From 23 to 29 November at Warsaw Central Station a number of boards were installed. Boards with full-size, photographed figures. Women and men of different ages, shapes and sizes. Just like us. Who were these people? Each picture had a short description saying just that. To read it you had to come closer; you had to be face-to-face with each and every photographed person. However, when you stood in front of them, when you were ready to look into their eyes, you stared at yourself. Their faces were not there. They had been cut out and replaced with mirrors. Everyone who visited the exhibition saw themselves instead of a stranger who they knew nothing about. The fundamental idea behind my vision was for every passerby to see themselves in the mirror while reading the story told by each individual. Was it just the reflection of the face that they knew so well and recognized immediately? Or, perhaps, there was more? Perhaps, the story sounded familiar, perhaps, it was their story too. My thinking behind this form of exhibition was to enable viewers to identify themselves with those who undergo psychological crises and a variety of mental disorders; to let them see their own reflections in these stories.
The wide range of stories and experiences I used was the key to this project.
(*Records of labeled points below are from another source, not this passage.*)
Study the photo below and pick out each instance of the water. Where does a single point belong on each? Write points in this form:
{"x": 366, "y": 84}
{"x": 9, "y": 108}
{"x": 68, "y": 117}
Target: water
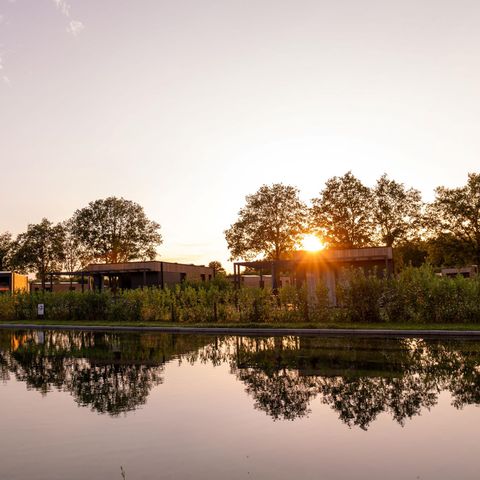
{"x": 79, "y": 405}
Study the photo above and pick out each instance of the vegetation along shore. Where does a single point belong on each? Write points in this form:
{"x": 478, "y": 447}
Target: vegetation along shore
{"x": 416, "y": 296}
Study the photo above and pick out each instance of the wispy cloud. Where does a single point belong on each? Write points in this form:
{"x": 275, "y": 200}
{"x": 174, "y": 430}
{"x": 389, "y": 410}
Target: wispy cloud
{"x": 4, "y": 77}
{"x": 74, "y": 27}
{"x": 63, "y": 6}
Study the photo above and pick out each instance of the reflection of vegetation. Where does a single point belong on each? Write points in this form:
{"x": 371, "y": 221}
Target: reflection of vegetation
{"x": 110, "y": 373}
{"x": 359, "y": 378}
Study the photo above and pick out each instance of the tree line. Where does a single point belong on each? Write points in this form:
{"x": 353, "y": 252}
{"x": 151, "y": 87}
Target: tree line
{"x": 349, "y": 214}
{"x": 109, "y": 230}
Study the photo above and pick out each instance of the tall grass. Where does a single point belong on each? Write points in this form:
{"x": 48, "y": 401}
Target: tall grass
{"x": 416, "y": 295}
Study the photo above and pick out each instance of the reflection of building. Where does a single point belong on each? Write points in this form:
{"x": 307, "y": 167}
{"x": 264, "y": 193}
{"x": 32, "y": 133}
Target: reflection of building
{"x": 146, "y": 274}
{"x": 13, "y": 282}
{"x": 309, "y": 269}
{"x": 467, "y": 272}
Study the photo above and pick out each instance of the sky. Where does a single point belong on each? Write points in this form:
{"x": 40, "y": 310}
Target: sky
{"x": 187, "y": 106}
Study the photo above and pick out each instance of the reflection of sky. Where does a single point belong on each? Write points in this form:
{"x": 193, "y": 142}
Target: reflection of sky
{"x": 186, "y": 107}
{"x": 200, "y": 424}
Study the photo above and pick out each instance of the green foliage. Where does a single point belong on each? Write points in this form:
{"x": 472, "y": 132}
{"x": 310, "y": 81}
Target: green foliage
{"x": 359, "y": 294}
{"x": 6, "y": 245}
{"x": 115, "y": 230}
{"x": 39, "y": 249}
{"x": 396, "y": 211}
{"x": 342, "y": 214}
{"x": 270, "y": 224}
{"x": 454, "y": 217}
{"x": 415, "y": 296}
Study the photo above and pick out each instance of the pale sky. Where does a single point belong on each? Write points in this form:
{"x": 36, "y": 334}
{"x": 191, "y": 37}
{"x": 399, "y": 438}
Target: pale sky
{"x": 187, "y": 106}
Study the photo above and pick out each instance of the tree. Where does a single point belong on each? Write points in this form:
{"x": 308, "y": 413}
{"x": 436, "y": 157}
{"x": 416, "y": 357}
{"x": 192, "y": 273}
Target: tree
{"x": 271, "y": 224}
{"x": 116, "y": 230}
{"x": 5, "y": 250}
{"x": 217, "y": 266}
{"x": 396, "y": 211}
{"x": 76, "y": 256}
{"x": 40, "y": 249}
{"x": 455, "y": 215}
{"x": 342, "y": 215}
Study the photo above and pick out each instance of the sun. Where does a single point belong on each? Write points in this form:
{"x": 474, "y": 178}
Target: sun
{"x": 311, "y": 243}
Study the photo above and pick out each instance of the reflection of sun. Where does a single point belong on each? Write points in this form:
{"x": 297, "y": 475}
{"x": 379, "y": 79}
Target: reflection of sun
{"x": 312, "y": 243}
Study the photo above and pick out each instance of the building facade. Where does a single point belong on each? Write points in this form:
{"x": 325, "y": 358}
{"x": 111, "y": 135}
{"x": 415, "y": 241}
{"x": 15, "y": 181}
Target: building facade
{"x": 13, "y": 282}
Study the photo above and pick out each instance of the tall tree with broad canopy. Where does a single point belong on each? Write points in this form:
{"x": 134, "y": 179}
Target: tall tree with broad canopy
{"x": 271, "y": 224}
{"x": 76, "y": 256}
{"x": 342, "y": 214}
{"x": 40, "y": 249}
{"x": 397, "y": 211}
{"x": 217, "y": 266}
{"x": 455, "y": 215}
{"x": 6, "y": 244}
{"x": 116, "y": 230}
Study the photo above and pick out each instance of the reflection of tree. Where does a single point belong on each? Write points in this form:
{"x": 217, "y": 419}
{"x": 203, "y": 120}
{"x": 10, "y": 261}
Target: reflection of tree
{"x": 112, "y": 388}
{"x": 110, "y": 373}
{"x": 359, "y": 378}
{"x": 283, "y": 395}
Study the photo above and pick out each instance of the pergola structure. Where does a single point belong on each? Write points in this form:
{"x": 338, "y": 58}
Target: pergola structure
{"x": 137, "y": 274}
{"x": 309, "y": 267}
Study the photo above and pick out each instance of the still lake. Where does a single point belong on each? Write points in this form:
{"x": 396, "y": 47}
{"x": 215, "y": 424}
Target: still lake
{"x": 80, "y": 405}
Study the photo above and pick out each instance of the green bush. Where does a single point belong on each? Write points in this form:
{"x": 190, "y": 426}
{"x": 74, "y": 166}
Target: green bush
{"x": 416, "y": 295}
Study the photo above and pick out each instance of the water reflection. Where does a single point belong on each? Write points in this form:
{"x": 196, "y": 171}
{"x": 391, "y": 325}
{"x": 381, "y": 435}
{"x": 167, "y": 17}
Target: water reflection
{"x": 359, "y": 378}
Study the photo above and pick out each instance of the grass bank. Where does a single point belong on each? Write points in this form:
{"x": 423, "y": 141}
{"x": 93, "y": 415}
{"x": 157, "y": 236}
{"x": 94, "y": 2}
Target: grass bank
{"x": 265, "y": 326}
{"x": 416, "y": 298}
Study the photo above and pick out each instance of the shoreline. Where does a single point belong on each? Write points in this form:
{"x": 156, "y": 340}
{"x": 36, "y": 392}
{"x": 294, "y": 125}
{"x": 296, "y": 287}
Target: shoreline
{"x": 271, "y": 331}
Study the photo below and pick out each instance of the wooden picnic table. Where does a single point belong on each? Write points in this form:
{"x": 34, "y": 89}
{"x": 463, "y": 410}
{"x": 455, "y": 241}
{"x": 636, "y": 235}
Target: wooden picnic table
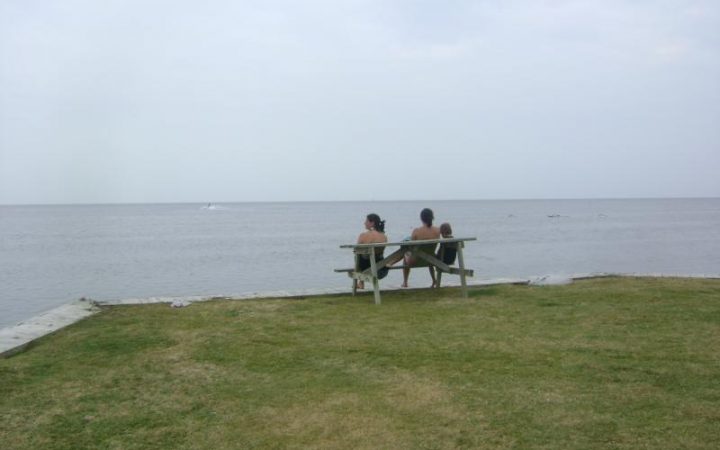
{"x": 417, "y": 249}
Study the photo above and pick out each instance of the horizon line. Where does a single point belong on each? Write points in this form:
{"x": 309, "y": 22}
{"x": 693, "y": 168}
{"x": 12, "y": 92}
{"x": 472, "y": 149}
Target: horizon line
{"x": 182, "y": 202}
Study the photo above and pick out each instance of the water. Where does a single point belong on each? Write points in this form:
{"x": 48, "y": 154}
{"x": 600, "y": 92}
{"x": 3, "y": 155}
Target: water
{"x": 50, "y": 255}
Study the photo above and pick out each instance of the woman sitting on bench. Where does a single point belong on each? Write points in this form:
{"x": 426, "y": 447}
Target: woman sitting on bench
{"x": 375, "y": 233}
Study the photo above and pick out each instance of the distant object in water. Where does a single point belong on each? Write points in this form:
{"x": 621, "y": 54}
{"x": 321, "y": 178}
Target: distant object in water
{"x": 213, "y": 207}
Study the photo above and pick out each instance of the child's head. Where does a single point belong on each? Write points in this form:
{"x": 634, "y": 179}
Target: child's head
{"x": 445, "y": 229}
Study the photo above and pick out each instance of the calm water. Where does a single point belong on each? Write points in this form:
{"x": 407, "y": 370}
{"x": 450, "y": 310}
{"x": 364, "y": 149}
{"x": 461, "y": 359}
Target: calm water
{"x": 50, "y": 255}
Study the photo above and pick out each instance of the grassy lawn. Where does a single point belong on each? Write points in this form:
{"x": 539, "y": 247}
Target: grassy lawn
{"x": 604, "y": 363}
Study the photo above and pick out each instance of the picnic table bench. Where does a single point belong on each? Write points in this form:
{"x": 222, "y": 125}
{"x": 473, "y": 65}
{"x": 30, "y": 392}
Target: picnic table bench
{"x": 419, "y": 250}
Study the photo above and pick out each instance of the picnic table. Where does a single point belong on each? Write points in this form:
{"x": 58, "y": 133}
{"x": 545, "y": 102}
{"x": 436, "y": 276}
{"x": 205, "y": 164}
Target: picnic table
{"x": 422, "y": 251}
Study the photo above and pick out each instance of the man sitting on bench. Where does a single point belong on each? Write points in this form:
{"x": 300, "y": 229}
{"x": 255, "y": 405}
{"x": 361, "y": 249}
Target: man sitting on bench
{"x": 426, "y": 232}
{"x": 375, "y": 233}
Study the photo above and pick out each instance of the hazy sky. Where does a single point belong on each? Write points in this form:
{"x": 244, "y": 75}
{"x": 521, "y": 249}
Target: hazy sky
{"x": 162, "y": 101}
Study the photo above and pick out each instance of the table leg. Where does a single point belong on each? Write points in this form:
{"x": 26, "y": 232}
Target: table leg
{"x": 461, "y": 264}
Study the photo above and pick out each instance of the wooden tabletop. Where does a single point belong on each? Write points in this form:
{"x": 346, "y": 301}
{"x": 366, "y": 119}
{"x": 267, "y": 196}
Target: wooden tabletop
{"x": 408, "y": 243}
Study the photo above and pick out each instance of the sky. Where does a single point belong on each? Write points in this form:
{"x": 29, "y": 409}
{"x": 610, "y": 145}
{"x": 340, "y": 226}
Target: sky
{"x": 330, "y": 100}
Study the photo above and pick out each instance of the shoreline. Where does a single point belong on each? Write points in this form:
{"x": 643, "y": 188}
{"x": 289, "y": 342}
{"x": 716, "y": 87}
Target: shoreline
{"x": 16, "y": 338}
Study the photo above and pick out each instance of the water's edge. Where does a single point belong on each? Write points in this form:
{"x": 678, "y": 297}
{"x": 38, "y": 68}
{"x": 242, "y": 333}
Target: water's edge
{"x": 16, "y": 338}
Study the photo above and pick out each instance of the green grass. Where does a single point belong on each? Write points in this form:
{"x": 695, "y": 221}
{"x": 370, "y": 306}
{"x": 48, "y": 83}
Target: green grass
{"x": 605, "y": 363}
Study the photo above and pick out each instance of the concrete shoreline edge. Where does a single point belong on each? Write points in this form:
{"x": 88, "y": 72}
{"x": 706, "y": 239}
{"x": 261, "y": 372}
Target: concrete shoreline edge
{"x": 15, "y": 339}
Psychological crises affect most of us, but, as the stories tell, crisis is not always the end. On the contrary, it is usually the beginning. Each photographed person described their battle with a mental illness in their own words. They decided to share their experiences to help those who, for whatever reason, have not sought help yet.
I would like to send a huge thank you to all who took part in this project. Thank you for your bravery, thank you for sharing your stories with not only me, but with everyone. I hope that this exhibition will be held in different places around Poland. The statistics say that one in four of us is affected by mental problems in one way or another. Meaning it can happen to any of us at any time. Developing greater awareness of how common it is is crucial. The earlier one seeks help, the sooner one recognises early symptoms, the greater the chances of a full recovery.